My take when comparing CVS’s debt to the industry and its
peers is that CVS is safe.
CVS Revenues
Let’s move onto Revenues, the mother’s milk of a company’s
ability to pay out dividends. For we
income investors, we want income and we want income that grows. If revenues are not growing you can forget
about dividends growing.
I stick with the simple connection of growing revenues don’t guarantee
growing dividends but without growing revenues, sustained dividend growth is
unlikely. A picture is worth a thousand words, therefore see the table below.
Next is dividend, dividend coverage and dividend growth
If there is one weakness for CVS it is that the dividend
yield is about 2.5%. I prefer a higher yield.
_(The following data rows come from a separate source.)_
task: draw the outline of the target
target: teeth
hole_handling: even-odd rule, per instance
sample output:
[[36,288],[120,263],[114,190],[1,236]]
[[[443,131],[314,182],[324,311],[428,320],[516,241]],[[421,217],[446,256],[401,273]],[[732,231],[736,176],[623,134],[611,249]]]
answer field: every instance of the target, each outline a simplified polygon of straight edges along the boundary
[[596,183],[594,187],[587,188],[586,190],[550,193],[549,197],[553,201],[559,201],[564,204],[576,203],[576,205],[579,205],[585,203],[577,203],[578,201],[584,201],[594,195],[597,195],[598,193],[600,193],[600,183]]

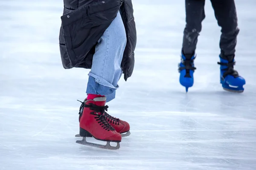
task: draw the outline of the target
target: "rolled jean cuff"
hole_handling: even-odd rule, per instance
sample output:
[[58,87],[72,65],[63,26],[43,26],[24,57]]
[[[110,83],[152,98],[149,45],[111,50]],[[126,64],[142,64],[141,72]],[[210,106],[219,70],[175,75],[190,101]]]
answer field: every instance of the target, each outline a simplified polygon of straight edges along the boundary
[[105,79],[90,72],[88,75],[86,93],[105,96],[107,98],[107,102],[115,98],[116,90],[119,87],[118,85],[115,87]]

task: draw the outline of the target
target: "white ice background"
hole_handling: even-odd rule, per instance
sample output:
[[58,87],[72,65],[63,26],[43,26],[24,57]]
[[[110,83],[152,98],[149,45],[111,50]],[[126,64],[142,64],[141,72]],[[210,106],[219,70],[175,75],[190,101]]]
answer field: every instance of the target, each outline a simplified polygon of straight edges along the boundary
[[180,85],[184,1],[133,0],[134,72],[108,103],[131,134],[113,151],[75,142],[89,70],[62,67],[63,1],[0,0],[0,170],[255,170],[256,1],[236,1],[240,94],[219,83],[221,28],[209,0],[194,85],[186,94]]

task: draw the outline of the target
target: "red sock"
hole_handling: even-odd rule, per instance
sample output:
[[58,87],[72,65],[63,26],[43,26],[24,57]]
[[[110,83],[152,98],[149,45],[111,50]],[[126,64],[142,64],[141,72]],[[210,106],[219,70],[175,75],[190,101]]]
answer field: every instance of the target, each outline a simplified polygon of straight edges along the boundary
[[88,94],[88,96],[87,96],[87,100],[93,100],[94,98],[96,97],[104,97],[105,96],[102,96],[101,95],[98,94]]

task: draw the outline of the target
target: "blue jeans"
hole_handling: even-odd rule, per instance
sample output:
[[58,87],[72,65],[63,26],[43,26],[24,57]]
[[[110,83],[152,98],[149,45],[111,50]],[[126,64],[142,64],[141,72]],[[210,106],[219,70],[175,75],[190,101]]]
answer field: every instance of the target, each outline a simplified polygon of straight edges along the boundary
[[107,102],[115,98],[117,83],[122,74],[121,62],[126,41],[125,27],[118,12],[98,41],[86,93],[105,96]]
I seek
something greater than the 10 year U.S. Treasury yield which today is about
2.25% so CVS does qualify.
Note their fiscal quarter ending March should be reported
the beginning of May, 2017. I will not
speculate on estimates, but price can vary and if you want a higher yield you
may want to wait for a potential pull back in price should they not meet
estimates. On the other hand, their results may be good and the price could go
up.
Future earnings estimates are presented in the graph below
(source Zacks.)
Earnings should never be less than deividends. We
want a company that covers the dividend with an adequate amount of earnings and
CVS meets that requirement. Look at the
table below and you will see a very encouraging trend. Dividend payout coverage has increased for no fewer than the past five years.
Dividend yield is o.k. at today’s price of $78.25 and
dividend coverage history is very encouraging so let’s turn to dividend
growth. CVS’s most recent dividend
increase was in January 2017. They
raised the dividend from $.425 per quarter to $.50 per quarter or a 17%
increase. There is not a dividend growth
investor who would not like that. Yet, as the chart below presents, dividend
growth is decreasing.
This slow down of dividend growth suggests to me that I will watch this holding closely
personally although in my tracked portfolios I do not buy or sell once I add a
holding. At 17% dividend growth, we have
some room to wait for revenue and earnings to pick up and stimulate greater
dividend growth. My take is the dividend is safe but the dividend growth
rate may not equal past performance.
2017 CVS’s Dividend Machine Fundamental Overview
The first table below outlines my criteria for a 2017
Dividend Machine. The second table
presents how CVS performs.
Second table shows if CVS passes the hurdles set above.
I will add CVS to my 2017 portfolio. I am hoping for a pull back but I will not wait much longer.
I will add CVS to my 2017 portfolio. I am hoping for a pull back but I will not wait much longer.
M* MoneyMadam
Disclosure: No
position but could add within the 72 hours.